Cleanroom images replace __ with _1776_:

Instance IDCleanroom image
abishekvashok__cmatrix.5c082c6programbench/abishekvashok_1776_cmatrix.5c082c6:task_cleanroom
agourlay__zip-password-finder.704700dprogrambench/agourlay_1776_zip-password-finder.704700d:task_cleanroom

ProgramBenchInstance.cleanroom_image(tag=...) returns the full reference.

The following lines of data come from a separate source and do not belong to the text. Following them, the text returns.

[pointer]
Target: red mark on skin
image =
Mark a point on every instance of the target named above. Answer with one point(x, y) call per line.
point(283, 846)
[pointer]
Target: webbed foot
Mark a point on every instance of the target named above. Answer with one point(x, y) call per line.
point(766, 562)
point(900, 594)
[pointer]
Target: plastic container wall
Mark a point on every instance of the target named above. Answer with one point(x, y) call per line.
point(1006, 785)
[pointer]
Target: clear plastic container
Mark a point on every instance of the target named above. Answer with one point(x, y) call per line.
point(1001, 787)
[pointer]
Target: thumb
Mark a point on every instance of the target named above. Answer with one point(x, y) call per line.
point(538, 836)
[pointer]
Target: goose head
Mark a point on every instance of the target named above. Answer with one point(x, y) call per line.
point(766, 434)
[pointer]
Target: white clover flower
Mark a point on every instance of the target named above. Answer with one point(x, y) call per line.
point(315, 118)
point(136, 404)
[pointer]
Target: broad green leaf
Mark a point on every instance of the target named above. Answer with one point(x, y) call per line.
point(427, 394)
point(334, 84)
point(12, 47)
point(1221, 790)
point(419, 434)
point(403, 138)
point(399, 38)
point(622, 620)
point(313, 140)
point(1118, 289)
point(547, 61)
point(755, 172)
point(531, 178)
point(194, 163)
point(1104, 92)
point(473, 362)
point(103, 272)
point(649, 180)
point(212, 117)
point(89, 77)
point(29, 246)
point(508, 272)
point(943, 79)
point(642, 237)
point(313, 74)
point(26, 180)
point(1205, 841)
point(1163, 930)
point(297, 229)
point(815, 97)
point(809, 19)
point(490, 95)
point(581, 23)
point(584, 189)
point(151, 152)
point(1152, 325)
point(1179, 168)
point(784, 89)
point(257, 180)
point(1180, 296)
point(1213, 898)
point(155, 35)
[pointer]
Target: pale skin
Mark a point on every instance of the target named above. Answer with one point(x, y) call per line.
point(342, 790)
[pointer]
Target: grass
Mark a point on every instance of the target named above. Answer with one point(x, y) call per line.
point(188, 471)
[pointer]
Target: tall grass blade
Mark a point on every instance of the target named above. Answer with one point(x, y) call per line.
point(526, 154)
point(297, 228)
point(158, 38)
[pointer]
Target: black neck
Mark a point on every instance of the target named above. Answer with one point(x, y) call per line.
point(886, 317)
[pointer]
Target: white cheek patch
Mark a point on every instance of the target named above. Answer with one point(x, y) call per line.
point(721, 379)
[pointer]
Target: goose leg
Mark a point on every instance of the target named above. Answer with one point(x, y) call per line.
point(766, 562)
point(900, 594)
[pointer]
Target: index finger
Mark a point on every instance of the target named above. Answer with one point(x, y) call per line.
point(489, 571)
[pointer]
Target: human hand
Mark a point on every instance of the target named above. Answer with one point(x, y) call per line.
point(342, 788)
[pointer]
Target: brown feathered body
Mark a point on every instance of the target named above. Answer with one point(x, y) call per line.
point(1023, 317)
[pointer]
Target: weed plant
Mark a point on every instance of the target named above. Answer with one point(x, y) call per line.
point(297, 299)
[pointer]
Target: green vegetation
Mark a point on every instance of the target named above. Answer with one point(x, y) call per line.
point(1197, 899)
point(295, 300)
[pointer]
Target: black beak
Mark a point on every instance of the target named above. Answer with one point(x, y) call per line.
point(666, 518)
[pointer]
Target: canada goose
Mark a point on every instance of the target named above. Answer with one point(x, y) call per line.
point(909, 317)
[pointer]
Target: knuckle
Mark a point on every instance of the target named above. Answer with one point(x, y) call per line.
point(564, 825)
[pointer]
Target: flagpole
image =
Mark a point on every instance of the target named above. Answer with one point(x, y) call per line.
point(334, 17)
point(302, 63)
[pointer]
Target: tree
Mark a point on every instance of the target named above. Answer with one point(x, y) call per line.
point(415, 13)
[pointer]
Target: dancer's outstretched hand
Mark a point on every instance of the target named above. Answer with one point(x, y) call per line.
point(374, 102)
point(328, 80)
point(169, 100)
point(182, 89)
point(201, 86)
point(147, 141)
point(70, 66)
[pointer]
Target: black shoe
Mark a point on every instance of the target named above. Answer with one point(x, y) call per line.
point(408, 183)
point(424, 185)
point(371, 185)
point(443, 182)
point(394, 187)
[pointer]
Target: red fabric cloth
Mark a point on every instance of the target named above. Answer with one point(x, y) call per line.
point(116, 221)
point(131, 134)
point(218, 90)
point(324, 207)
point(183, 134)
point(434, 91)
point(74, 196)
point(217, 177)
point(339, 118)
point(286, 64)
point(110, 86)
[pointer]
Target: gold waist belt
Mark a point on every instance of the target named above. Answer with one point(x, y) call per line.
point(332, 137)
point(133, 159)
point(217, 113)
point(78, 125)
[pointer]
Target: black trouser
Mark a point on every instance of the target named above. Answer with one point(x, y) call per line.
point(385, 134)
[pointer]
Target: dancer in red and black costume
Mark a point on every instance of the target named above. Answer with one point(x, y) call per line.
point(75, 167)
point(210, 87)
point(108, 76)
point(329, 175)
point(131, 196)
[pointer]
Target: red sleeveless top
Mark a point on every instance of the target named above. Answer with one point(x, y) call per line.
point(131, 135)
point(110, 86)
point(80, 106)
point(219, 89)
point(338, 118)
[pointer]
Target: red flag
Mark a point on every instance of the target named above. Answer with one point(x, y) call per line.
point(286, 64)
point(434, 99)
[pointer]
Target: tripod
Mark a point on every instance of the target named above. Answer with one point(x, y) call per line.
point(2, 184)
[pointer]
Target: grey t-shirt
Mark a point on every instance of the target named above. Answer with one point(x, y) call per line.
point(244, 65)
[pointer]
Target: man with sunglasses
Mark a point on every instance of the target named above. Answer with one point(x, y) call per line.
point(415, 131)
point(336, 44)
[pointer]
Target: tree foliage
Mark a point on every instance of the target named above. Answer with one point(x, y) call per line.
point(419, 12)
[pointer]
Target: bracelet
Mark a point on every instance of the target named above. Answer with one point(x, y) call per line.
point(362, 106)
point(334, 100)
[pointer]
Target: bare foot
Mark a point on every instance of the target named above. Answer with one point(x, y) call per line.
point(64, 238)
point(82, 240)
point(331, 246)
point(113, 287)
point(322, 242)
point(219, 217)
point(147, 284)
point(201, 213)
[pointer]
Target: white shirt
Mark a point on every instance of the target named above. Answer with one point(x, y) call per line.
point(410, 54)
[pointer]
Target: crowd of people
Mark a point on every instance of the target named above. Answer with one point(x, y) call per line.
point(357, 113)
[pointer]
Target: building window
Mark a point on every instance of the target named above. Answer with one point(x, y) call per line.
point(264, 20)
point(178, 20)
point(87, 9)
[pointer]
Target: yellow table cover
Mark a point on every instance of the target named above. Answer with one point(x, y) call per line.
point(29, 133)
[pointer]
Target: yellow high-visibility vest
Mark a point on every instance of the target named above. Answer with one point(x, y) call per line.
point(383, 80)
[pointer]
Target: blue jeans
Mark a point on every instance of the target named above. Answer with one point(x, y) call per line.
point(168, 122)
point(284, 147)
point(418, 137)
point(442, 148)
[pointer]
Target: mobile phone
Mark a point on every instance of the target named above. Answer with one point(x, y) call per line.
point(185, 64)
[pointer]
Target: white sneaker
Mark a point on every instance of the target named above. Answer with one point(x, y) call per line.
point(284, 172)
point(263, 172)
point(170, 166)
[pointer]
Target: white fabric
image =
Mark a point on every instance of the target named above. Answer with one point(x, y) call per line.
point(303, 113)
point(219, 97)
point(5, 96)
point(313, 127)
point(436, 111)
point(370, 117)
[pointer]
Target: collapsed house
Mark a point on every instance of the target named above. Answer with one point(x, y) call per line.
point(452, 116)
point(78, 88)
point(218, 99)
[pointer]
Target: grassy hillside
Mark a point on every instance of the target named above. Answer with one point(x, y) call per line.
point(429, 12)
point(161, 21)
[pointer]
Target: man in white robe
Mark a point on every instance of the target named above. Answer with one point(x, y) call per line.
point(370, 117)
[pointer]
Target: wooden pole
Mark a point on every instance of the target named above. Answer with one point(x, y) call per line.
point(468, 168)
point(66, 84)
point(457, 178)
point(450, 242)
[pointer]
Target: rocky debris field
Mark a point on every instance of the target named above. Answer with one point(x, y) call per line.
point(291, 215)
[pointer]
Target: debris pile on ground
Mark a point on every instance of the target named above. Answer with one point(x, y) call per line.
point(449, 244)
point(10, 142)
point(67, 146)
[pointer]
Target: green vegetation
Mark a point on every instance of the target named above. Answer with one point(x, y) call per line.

Every external call is injectable, so unit tests run without Docker:

kwargdefaultpurpose
image_pullerpull_cleanroom_imageswap in a no-op
artifact_extractorextract_cleanroom_artifactspopulate _inputs/ from a fixture
submission_packagerpackage_submissionuse a custom tar layout
pull_image=Falseskip the docker pull entirely
extract_artifacts=Falseskip extraction
runtime_check=Falseskip the docker/amd64 gate

A live test gated on CHIMERA_PROGRAMBENCH_LIVE=1 lives at tests/eval/test_programbench_inference.py::TestLiveInference.

Terminal window
chimera eval --benchmark programbench \
--model glm-5 \
--tasks-dir /path/to/ProgramBench/src/programbench/data/tasks \
--language rust \
--limit 5 \
--run-dir ./pb-runs/baseline-glm5
  • BenchmarkSkipped: docker not found — install Docker Desktop or the engine; verify with docker version.
  • BenchmarkSkipped: host arch <other> — switch to a linux/amd64 host, or set CHIMERA_PROGRAMBENCH_LIVE=1 to force a slow QEMU run.
  • Image pull fails — check the cleanroom image is published and your Docker is logged in if the registry is private.
  • programbench eval not found — install the upstream CLI per its README; verify with which programbench.